Under the optimum conditions described above, the relationship between CEA concentration and CL intensity was investigated. The results showed that the CL intensities of luminol-H2O2-AuCl4− increased with the increase of concentration of the CEA ranging from 10 pg·mL−1 to 1 μg·mL−1 (Figure 5A). The linear range for CEA was 100 pg·mL−1 to 1 μg·mL−1 with the equation of lg[y] = 3.8077 + 0.1215l g[x] (y is the CL intensity; x is the concentration of CEA, ng·mL−1; n = 3, R = 0.9892; Figure 5B). The relative standard deviations for 10 pg·mL−1 and 1 μg·mL−1 of CEA were 0.44% and 4.7%, respectively (n = 3). The detection limit was 20 pg·mL−1. Table 1 shows the comparison between the proposed CL method and general immunoassay formats for determination of CEA. It can be seen that the proposed CLIA is competitive with or better than other immunoassay formats and has the advantage of simple instrumentation.

Figure 5.

Relationship between the concentration of CEA and CL intensity after the immunogold enlargement.

Table 1.

Comparison of various immunoassay methods for CEA determination.
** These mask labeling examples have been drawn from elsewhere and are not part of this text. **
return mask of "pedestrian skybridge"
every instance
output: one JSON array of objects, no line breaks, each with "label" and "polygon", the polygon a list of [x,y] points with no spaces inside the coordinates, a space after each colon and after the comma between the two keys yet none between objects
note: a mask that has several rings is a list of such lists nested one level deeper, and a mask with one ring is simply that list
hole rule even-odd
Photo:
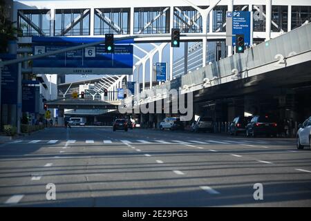
[{"label": "pedestrian skybridge", "polygon": [[223,86],[223,90],[229,89],[226,96],[230,96],[234,95],[236,83],[247,88],[263,84],[308,82],[311,81],[310,63],[311,23],[308,23],[247,49],[244,53],[235,54],[145,90],[144,97],[136,96],[135,104],[140,105],[167,97],[166,94],[158,95],[156,90],[159,89],[176,89],[181,94],[194,92],[199,96],[206,95],[208,91],[220,93],[215,88]]}]

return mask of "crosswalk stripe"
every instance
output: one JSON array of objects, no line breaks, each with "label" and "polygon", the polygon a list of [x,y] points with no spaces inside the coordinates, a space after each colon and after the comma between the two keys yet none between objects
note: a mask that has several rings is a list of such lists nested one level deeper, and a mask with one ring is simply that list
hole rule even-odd
[{"label": "crosswalk stripe", "polygon": [[200,188],[202,189],[202,190],[207,191],[209,194],[220,194],[220,193],[218,191],[214,190],[213,188],[209,187],[208,186],[200,186]]},{"label": "crosswalk stripe", "polygon": [[110,140],[104,140],[104,144],[111,144],[112,142]]},{"label": "crosswalk stripe", "polygon": [[202,142],[202,141],[197,141],[197,140],[189,140],[189,142],[192,143],[197,143],[197,144],[208,144],[209,143],[207,142]]},{"label": "crosswalk stripe", "polygon": [[228,142],[223,142],[221,141],[217,141],[217,140],[207,140],[208,142],[211,142],[211,143],[216,143],[216,144],[230,144],[230,143]]},{"label": "crosswalk stripe", "polygon": [[29,144],[36,144],[36,143],[39,143],[41,140],[32,140],[29,142]]},{"label": "crosswalk stripe", "polygon": [[120,141],[124,144],[131,144],[132,143],[131,142],[126,140],[121,140]]},{"label": "crosswalk stripe", "polygon": [[58,142],[58,140],[51,140],[48,141],[48,144],[55,144],[57,142]]},{"label": "crosswalk stripe", "polygon": [[85,141],[85,142],[86,142],[86,144],[94,144],[94,140],[86,140]]},{"label": "crosswalk stripe", "polygon": [[137,141],[144,144],[151,144],[151,142],[144,140],[138,140]]},{"label": "crosswalk stripe", "polygon": [[23,140],[15,140],[15,141],[13,141],[12,142],[12,144],[17,144],[17,143],[20,143],[20,142],[23,142]]},{"label": "crosswalk stripe", "polygon": [[159,142],[159,143],[161,143],[161,144],[171,144],[171,142],[168,142],[164,141],[163,140],[155,140],[155,142]]},{"label": "crosswalk stripe", "polygon": [[75,143],[75,140],[67,140],[67,143],[74,144],[74,143]]},{"label": "crosswalk stripe", "polygon": [[181,141],[181,140],[172,140],[172,142],[174,142],[176,143],[178,143],[178,144],[189,144],[189,142],[185,142],[185,141]]}]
Label	Analytical method	Detection limit (ng·mL−1)	Reference
HRP	ELISA	0.048	[29]
HRP	Chemiluminescence immunoassay	0.5	[30]
HRP	Enzyme-linked immunoassay	3.0	[31]
AuNPs	ICPMS immunoassay after silver amplification	0.03	[32]
AuNPs	Electrochemical immunoassay	0.27	[33]
AuNPs	Electrochemical immunoassay	0.57	[34]
AuNPs	Chemiluminescence immunoassay after gold enlargement	0.02	this work
AuNPs	Chemiluminescence immunoassay	1.0	this work

Conclusions

The feasibility of a highly sensitive FI-CL immunoassay, based on the quantitative enlargement of immunogold tags, has been demonstrated. AuNPs are dissolved into Au3+, which catalyzes the luminol chemiluminescence (CL) reaction. The CL intensity, which is proportional to the amount of CEA, could be greatly enhanced. The response of this immunosensor was linear from 0.1–1,000 ng·mL−1 with a LOD of 20 pg·mL−1 (S/N = 3). The procedure involved in this work is simple, low cost and rapid. The proposed method can provide high sensitivity, a wide linear range and represents a new approach to the ultrasensitive determination of other bioactive molecules for early disease diagnosis.